ETASQ. Partial eta-squared (η²). This value is an overestimate of the actual effect size in an F test.

GEF. General estimable function table. This table shows the general form of the estimable functions.

LOF. Instruction to perform a lack-of-fit test (which requires at least one cell to have multiple observations). If the test is rejected, it implies that the current model cannot adequately account for the relationship between the response variable and the predictors. Either a variable is omitted or extra terms are needed in the model.

OPOWER. Observed power for each test. The observed power gives the probability that the F test would detect a population difference between groups that is equal to the difference that is implied by the sample difference.

TEST(LMATRIX). Set of contrast coefficients (L) matrices. The transpose of the L matrix (L') is displayed. This set always includes one matrix displaying the estimable function for each between-subjects effect that appears or is implied in the DESIGN subcommand. Also, any L matrices generated by the LMATRIX or CONTRAST subcommands are displayed. TEST(ESTIMABLE) can be used in place of TEST(LMATRIX).

MBP. Modified Breusch-Pagan test for heteroskedasticity. Tests the null hypothesis that the variance of the errors does not depend on the values of the independent variables. You can use the MBPDESIGN subcommand to specify the model on which the test is based. If the MBP keyword is specified without MBPDESIGN, then the model consists of a constant term, a term that is linear in the predicted values, a term that is quadratic in the predicted values, and an error term. For a multivariate model, tests are displayed for each dependent variable.

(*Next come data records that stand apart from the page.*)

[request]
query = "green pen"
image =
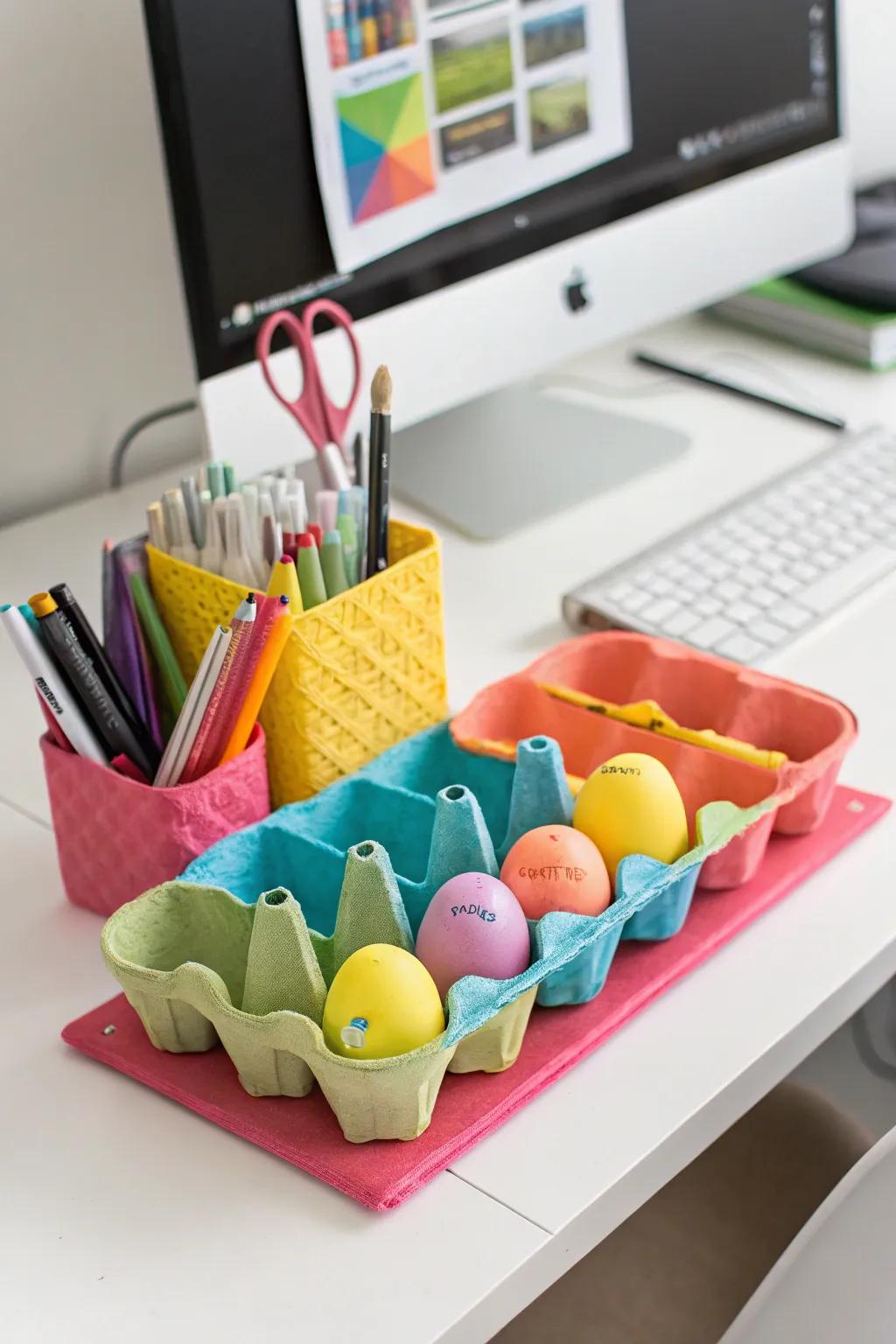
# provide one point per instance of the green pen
(348, 533)
(170, 674)
(333, 564)
(215, 476)
(311, 577)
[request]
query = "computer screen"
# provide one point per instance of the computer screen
(699, 90)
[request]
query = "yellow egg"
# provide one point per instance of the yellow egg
(632, 805)
(383, 1002)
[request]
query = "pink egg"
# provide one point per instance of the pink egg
(473, 927)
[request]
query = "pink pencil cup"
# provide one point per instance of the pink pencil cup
(117, 837)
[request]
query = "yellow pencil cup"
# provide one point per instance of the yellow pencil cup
(359, 672)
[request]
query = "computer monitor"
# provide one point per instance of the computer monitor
(489, 187)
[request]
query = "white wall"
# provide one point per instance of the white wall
(94, 330)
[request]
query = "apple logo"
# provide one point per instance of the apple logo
(575, 292)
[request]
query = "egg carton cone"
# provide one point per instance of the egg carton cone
(253, 978)
(359, 672)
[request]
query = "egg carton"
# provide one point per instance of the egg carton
(699, 691)
(190, 955)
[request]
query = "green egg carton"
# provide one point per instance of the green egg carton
(202, 967)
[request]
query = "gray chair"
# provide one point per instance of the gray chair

BP. Breusch-Pagan test for heteroskedasticity. Tests the null hypothesis that the variance of the errors does not depend on the values of the independent variables. You can use the BPDESIGN subcommand to specify the model on which the test is based. If the BP keyword is specified without BPDESIGN, then the model consists of a constant term, a term that is linear in the predicted values, a term that is quadratic in the predicted values, and an error term. For a multivariate model, tests are displayed for each dependent variable.

F. F test for heteroskedasticity. Tests the null hypothesis that the variance of the errors does not depend on the values of the independent variables. You can use the FDESIGN subcommand to specify the model on which the test is based. If the F keyword is specified without FDESIGN, then the model consists of a constant term, a term that is linear in the predicted values, a term that is quadratic in the predicted values, and an error term. For a multivariate model, tests are displayed for each dependent variable.

WHITE. White's test for heteroskedasticity. Tests the null hypothesis that the variance of the errors does not depend on the values of the independent variables. For a multivariate model, tests are displayed for each dependent variable.

Example

GLM DEP BY A B WITH COV
  /PRINT=DESCRIPTIVE, TEST(LMATRIX), PARAMETER
  /DESIGN.

Because the design in the DESIGN subcommand is not specified, the default design is used. In this case, the design includes the intercept term, the covariate COV, and the full factorial terms of A and B, which are A, B, and A*B.
For each combination of levels of A and B, the descriptive statistics of DEP are displayed.
The set of L matrices that generates the sums of squares for testing each effect in the design is displayed.
The parameter estimates, their standard errors, t tests, confidence intervals, and the observed power for each test are displayed.